The complexity of the succession rules in these circumstances is caused by the private international laws (PIL) in play in the various jurisdictions where the individual owns property and with which that individual is connected. These laws can differ quite substantially. For example, in England, our PIL for succession matters looks both to the law of where an individual is domiciled, meaning the place they consider to be their true home, and to the law of where the assets are located. The distribution of moveable property on death (such as money held in bank accounts, personal effects etc) is determined by the law of the owner's domicile but for immoveable property (namely, real estate) it is determined by the law of the location of the property. However, in some countries, it is the law of the nationality of the individual that applies while in others it is the law of the jurisdiction where the individual is resident.

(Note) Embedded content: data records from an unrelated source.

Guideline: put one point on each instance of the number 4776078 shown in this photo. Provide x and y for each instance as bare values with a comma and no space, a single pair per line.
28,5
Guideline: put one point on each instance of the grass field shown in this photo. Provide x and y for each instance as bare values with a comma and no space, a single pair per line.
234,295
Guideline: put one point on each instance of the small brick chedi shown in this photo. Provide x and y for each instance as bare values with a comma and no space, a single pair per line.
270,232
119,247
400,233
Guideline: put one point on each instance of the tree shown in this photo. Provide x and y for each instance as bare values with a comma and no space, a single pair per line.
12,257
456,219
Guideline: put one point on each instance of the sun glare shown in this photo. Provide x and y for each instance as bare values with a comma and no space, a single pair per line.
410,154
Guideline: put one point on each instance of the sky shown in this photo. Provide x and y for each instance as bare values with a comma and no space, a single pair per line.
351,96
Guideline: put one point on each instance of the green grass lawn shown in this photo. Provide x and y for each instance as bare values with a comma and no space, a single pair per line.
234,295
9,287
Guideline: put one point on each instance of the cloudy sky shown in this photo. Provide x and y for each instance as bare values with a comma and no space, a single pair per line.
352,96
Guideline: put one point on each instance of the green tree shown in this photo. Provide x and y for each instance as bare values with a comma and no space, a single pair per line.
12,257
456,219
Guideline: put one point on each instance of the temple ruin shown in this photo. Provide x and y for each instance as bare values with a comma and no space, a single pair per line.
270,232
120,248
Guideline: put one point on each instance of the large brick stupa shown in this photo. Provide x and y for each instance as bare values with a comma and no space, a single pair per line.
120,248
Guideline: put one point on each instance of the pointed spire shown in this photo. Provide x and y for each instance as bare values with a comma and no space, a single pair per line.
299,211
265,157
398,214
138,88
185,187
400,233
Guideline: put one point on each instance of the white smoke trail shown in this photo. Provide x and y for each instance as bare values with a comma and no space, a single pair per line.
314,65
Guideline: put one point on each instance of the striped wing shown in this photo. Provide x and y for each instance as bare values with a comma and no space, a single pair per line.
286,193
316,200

The European Commission sought to simplify matters in this circumstance by harmonising the rules regarding succession within the EU through EU Regulation No 650/2012. This regulation is commonly known as ‘Brussels IV’. As reported in our private client update in October 2013, Brussels IV came into force on 17 August 2012 but it was not until 17 August this year that the provisions of Brussels IV came into effect.

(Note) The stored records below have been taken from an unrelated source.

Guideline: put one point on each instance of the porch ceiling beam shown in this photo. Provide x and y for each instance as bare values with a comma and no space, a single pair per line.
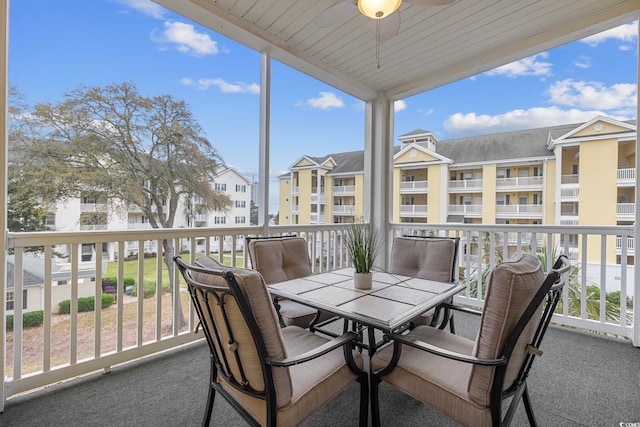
514,50
220,20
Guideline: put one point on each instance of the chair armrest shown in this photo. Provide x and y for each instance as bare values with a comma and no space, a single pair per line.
421,345
316,352
462,309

The UK (as well as Ireland and Denmark) has not signed up to Brussels IV but the rest of the EU has (each being a ‘Brussels IV member state’). However, Brussels IV will still be relevant for UK nationals and individuals living in the UK where the individual in question:

  • owns property in a Brussels IV member state;
  • is a national of a Brussels IV member state; or
  • is resident in a Brussels IV member state.

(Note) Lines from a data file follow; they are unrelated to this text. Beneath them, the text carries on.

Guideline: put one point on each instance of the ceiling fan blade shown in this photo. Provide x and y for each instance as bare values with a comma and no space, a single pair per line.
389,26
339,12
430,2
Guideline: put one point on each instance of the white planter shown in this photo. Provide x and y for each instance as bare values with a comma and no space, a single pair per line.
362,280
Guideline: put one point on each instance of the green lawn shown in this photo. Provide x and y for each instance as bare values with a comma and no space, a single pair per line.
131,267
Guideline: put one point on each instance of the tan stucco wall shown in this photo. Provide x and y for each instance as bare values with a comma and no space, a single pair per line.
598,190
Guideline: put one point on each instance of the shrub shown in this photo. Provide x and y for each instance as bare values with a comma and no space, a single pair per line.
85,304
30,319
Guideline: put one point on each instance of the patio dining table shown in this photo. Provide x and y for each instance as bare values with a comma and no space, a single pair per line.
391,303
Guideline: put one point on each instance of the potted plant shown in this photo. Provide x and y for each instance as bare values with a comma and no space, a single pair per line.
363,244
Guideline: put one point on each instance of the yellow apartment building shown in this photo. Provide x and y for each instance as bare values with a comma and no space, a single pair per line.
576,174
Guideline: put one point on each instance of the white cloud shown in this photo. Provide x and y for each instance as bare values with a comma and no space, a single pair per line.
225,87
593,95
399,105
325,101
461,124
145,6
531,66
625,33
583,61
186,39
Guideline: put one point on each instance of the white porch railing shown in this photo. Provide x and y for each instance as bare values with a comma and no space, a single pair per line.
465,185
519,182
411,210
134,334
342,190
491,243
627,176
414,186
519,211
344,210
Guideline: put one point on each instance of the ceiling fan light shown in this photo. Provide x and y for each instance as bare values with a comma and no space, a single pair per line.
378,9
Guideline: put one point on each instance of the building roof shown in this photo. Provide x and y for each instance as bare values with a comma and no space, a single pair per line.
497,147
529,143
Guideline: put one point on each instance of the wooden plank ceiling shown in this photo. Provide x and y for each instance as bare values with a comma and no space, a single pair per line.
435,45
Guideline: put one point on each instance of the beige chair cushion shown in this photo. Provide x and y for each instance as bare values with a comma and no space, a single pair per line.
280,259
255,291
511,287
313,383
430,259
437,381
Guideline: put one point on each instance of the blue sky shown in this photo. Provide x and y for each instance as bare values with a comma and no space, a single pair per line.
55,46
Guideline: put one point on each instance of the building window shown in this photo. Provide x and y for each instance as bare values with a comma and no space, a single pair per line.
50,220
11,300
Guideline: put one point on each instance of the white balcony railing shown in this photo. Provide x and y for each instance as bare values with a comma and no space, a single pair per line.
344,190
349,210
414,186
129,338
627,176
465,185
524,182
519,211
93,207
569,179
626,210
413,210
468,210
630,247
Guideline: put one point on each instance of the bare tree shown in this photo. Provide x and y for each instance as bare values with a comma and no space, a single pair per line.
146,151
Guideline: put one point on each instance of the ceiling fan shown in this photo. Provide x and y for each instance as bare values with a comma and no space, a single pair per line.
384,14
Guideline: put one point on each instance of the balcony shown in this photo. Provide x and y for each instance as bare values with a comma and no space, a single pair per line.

If any of the above applies, the testamentary arrangements of the affected individual should be reviewed as a matter of urgency to ensure that those arrangements:

  • when put in place prior to Brussels IV coming into effect will not now give rise to unintended results; and
  • make the most of Brussels IV (for example, it may be possible for an affected individual now to have only one will governing the devolution of their worldwide estate, as opposed to multiple wills, thereby achieving the simplification intended by the European Commission).

It is, however, important to note that as this is new legislation and of wide application there is still uncertainty about some of the provisions of Brussels IV, not least the classification of the UK (and other non-signatories) as ‘third party states’ as opposed to Brussels IV member states, which will likely only be resolved with case law in the years to come.